Even some specialists who questioned the extent to which it would be a factor acknowledged that it can be important. ''It is interesting to note the degree to which elemental forces such as a full moon or adverse weather still can have a major impact on the success of military campaigns,'' said Loren B. Thompson, a military specialist with the Lexington Institute in Arlington, Va. ''Much of the Pentagon's investment in advanced technology can be explained as an attempt to nullify the influence of those traditional forces.''
Those investments have paid off with an advantage that has grown in the dozen years since the United States last faced the prospect of fighting in Iraq. Not only has the technology improved (third-generation night-vision goggles are half as heavy, the clarity is much sharper, have a wider field of view, and can operate with far less ambient light) but it is much more widespread.
In the Gulf War, the equipment was predominately given to forward observers and nighttime sentries, said Lieutenant Colonel Cindy Bedell, product manager for the Sensors and Lasers Program at Program Executive Office Soldier, the Army organization responsible for equipping soldiers. ''It is standard equipment now: Drivers have it, infantry soldiers all have it, even maintenance folks have it for working on equipment at night.''
US pilots prefer to operate in the dark because it undermines enemies' ability to target them visually.

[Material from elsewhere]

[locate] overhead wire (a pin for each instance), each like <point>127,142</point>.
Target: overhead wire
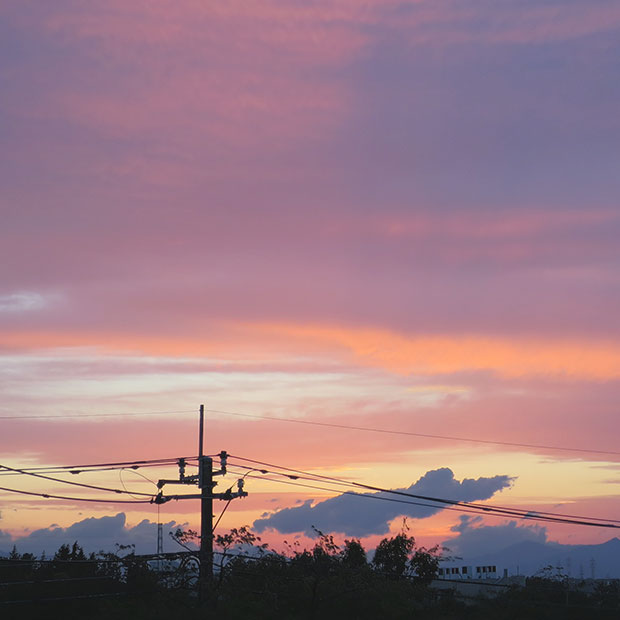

''What they would need to use to see you actually puts them in grave danger, they being Iraqis, because at night in order to see and guide your missile to target you have to turn your radar on, which can be a dangerous thing to do in today's warfare environment,'' said a Naval official. ''When you turn your radar on, you de facto give yourself away.''
US troops use two types of equipment that allow them to see in the dark. Airplanes and many ground vehicles, specifically the M1A1 Abrams tank and the Bradley Fighting Vehicle, use infrared technology that picks up variations in temperature to create an image. The infrared technology can be used in either day or night to pick out targets, even at extreme distances, and is not obscured by smoke or the total absence of light as in a deep cave. And infrared technology is starting to extend to the individual level, as thermal weapons sites are being issued to infantry.
US military officials believe that even if Iraqi forces have any night-vision gear, it would be an insignificant amount of first-generation equipment.
''Even if they did, they don't train with it,'' said a defense official. ''It probably isn't going to contribute to their capacity all that much.''
US ability to operate at night has also been augmented in recent years by increases in computer networking and global-positioning systems, allowing large-scale movement of troops and vehicles in a coordinated manner without having to see each other.
''The single most important advance the US military has made in the last dozen years is the improved coordination of the force, its ability day or night in any weather to know where it is, where its friends are and where the enemy is,'' Thompson said.